The best way to carry a knife as a scout
These tips will help you improve your results if you choose to carry a knife while scouting.
It is a good idea to carry fixed blades in a scout fashion if you have a small or medium blade. Knives over a certain size do not work as well. Scouts carry folding knives in pouches, but I hesitate to call them scout knives.
Once you have placed your sheath, make sure to test it out. The knife should be drawn and returned from multiple angles multiple times.
Put your offhand to the test, too.
This is easier to do with 11 o’clock carry than with 6 o’clock carry.
If your main hand gets trapped in the sheath, it won’t be difficult to use in the field.
Practice both upright and reverse draws when drawing a knife from a horizontal sheath.
You should also consider changing your position when using a backpack if you prefer to carry the knife in the small of your back.
The knife shouldn’t be pushed into your spine by your bag!
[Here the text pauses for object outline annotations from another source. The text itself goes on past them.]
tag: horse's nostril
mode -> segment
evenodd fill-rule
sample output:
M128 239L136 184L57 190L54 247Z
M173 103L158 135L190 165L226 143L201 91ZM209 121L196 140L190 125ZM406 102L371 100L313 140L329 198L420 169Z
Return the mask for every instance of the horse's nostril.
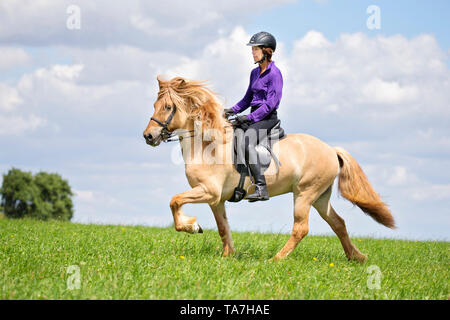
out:
M149 134L147 134L146 136L144 136L145 137L145 139L147 139L147 140L152 140L152 135L151 135L151 133L149 133Z

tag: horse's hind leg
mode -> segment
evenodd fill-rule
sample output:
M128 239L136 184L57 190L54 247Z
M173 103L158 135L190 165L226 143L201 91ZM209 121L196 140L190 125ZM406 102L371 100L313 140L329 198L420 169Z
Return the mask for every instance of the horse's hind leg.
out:
M313 203L313 207L319 212L320 216L330 225L336 233L344 247L345 255L348 260L364 262L367 256L359 252L348 236L344 219L342 219L330 204L331 185L320 197Z
M294 227L288 242L275 255L274 260L286 258L308 234L308 218L311 204L306 197L294 193Z
M220 238L223 243L223 255L229 256L235 250L233 246L233 239L231 238L230 226L228 225L227 214L225 211L225 203L223 201L219 202L217 205L209 205L212 212L214 213L214 218L216 219L217 229L219 231Z

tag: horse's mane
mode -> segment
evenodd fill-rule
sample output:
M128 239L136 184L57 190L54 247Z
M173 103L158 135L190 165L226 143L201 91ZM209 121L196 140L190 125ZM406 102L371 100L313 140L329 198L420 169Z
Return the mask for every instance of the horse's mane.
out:
M170 98L189 119L202 122L202 130L214 129L223 138L228 121L222 116L223 105L206 81L175 77L170 81L158 76L158 100Z

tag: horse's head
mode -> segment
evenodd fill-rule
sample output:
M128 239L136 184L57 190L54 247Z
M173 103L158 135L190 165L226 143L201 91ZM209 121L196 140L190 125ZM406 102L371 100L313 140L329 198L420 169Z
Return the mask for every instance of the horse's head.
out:
M159 76L157 80L159 92L154 103L155 111L144 130L145 141L153 147L167 139L174 130L185 128L188 120L186 101L178 94L186 86L186 81L181 77L164 81Z

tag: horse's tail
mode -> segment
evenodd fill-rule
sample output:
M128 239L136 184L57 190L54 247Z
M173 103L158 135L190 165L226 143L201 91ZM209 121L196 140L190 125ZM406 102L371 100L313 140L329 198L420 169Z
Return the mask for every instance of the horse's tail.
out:
M394 217L370 185L358 162L344 149L335 147L341 171L339 192L382 225L395 229Z

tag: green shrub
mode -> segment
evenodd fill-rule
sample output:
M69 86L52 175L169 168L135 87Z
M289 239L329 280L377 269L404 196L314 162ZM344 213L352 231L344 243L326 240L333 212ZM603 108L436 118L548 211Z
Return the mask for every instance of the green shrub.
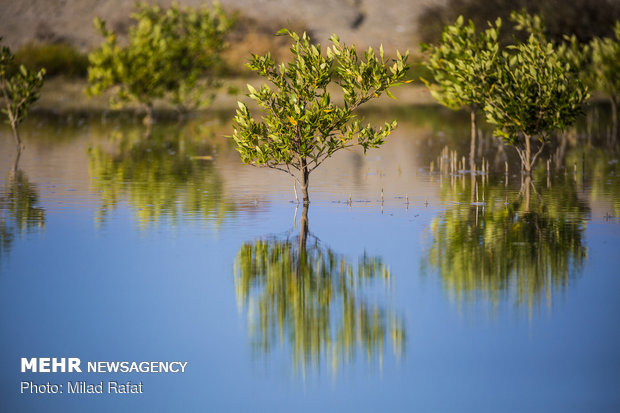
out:
M17 66L45 68L47 76L86 77L88 57L67 43L27 43L15 53Z

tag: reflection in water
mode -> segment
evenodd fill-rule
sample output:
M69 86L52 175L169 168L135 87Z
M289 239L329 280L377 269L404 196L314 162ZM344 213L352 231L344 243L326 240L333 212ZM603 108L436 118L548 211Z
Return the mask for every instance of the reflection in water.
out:
M403 351L402 320L363 295L365 287L388 284L389 269L365 254L354 265L322 245L308 234L307 207L299 236L243 244L234 273L255 350L288 346L294 369L324 362L335 373L359 350L382 360L386 336L397 357Z
M503 184L463 177L441 191L457 205L432 222L427 260L457 300L507 300L531 311L543 297L551 305L552 292L581 270L588 209L570 180L541 194L527 177L509 195Z
M0 192L0 258L11 249L15 235L45 227L45 210L26 173L19 169L18 151L5 187Z
M112 150L102 144L89 150L92 183L102 200L98 222L124 196L142 228L164 217L172 223L198 216L220 222L232 211L204 131L196 136L175 125L156 126L149 138L133 129L111 140Z

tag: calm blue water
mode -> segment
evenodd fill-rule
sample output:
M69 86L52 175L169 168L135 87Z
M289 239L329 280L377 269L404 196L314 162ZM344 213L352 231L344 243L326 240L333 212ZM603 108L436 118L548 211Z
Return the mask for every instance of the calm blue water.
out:
M240 165L225 123L146 144L135 128L35 118L18 174L1 130L0 410L620 410L613 155L582 176L569 152L550 185L543 167L528 206L501 162L472 203L469 175L429 171L450 141L405 122L311 177L296 275L288 178ZM241 258L257 243L286 252L259 269ZM21 373L22 357L188 365ZM20 393L82 380L144 392Z

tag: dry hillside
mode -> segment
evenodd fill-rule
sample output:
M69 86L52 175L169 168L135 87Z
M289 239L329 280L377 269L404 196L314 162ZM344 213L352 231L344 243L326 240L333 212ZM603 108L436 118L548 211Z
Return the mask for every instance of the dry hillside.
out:
M440 0L221 0L228 10L237 10L246 31L272 30L287 25L309 30L325 43L338 33L359 46L383 43L387 49L415 48L415 21L429 4ZM160 5L170 0L148 1ZM180 0L199 6L204 1ZM95 16L120 31L127 28L134 2L127 0L0 0L0 36L16 49L33 41L67 41L81 50L96 46L100 39L93 29ZM244 28L241 28L242 30ZM250 36L251 37L251 36ZM250 46L251 47L251 46Z

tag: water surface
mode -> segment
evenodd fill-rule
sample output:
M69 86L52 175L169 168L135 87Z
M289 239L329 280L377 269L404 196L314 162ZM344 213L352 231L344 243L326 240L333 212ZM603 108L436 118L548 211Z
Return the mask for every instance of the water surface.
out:
M525 180L487 136L472 174L445 166L468 153L466 118L369 114L385 116L383 148L313 173L307 214L290 177L241 165L225 116L150 138L130 118L35 116L17 165L3 127L1 409L617 411L618 155L579 129ZM188 368L20 373L46 356Z

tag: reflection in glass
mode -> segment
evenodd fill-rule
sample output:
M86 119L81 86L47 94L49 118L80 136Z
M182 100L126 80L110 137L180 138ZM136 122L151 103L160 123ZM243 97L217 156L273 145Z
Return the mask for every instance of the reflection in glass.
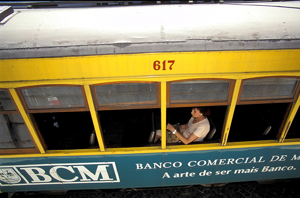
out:
M156 84L120 83L95 87L99 107L157 104Z
M171 83L171 104L227 101L230 81L199 80Z
M245 80L241 101L274 100L294 98L299 79L270 78Z
M0 90L0 111L14 110L16 110L16 108L8 92L6 90Z
M0 115L0 149L34 148L20 114Z
M29 109L83 107L81 88L44 87L21 90Z

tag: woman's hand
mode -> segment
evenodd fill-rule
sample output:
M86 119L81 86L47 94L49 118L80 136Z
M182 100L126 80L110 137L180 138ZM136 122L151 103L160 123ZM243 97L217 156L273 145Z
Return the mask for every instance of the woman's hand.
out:
M166 129L167 130L170 131L171 132L175 131L175 128L171 124L170 124L169 123L168 123L168 124L167 125L167 126L166 127Z

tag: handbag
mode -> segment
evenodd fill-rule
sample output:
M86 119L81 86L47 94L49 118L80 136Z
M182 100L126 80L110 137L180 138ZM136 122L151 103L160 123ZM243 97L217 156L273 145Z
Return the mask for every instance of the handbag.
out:
M174 125L173 126L178 132L180 134L182 134L182 128L181 126L179 126L179 123L177 123L177 125ZM166 133L166 140L167 143L175 143L178 142L179 141L179 139L177 137L173 134L172 132L170 131L167 131Z

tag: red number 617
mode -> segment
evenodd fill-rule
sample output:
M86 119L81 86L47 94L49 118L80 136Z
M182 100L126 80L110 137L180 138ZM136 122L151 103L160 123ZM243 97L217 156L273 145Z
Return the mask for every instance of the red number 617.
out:
M166 61L164 61L164 62L163 62L163 70L166 70ZM168 61L168 63L172 63L170 66L170 67L169 68L169 69L170 70L172 70L172 66L173 64L174 64L174 63L175 62L175 61ZM153 63L153 68L155 70L159 70L160 69L160 62L159 61L155 61Z

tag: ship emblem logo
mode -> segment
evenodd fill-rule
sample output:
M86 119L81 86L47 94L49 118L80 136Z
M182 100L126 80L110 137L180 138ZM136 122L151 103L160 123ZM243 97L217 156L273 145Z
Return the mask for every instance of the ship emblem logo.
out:
M0 169L0 180L9 184L15 184L20 182L21 180L21 178L13 169Z

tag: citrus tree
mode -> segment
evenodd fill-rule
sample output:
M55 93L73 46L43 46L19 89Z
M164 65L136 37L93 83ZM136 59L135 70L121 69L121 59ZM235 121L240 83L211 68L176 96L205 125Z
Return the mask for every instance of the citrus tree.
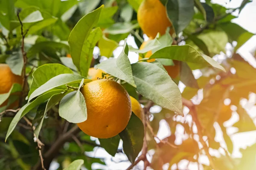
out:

In addition, many people don’t like 6-o’clock carries because you could fall onto your back if you don’t wear a backpack.
You can carry a hunting knife or a backup self-defense knife while scouting.
When I tromp through the woods, I carry scout carry instead of my EDC knives.
The knife doesn’t hang off the side of my belt as a knife would!
Is scout carry something you’d like to know more about? What tips or anecdotes would you like to share? Feel free to share your thoughts in the comments!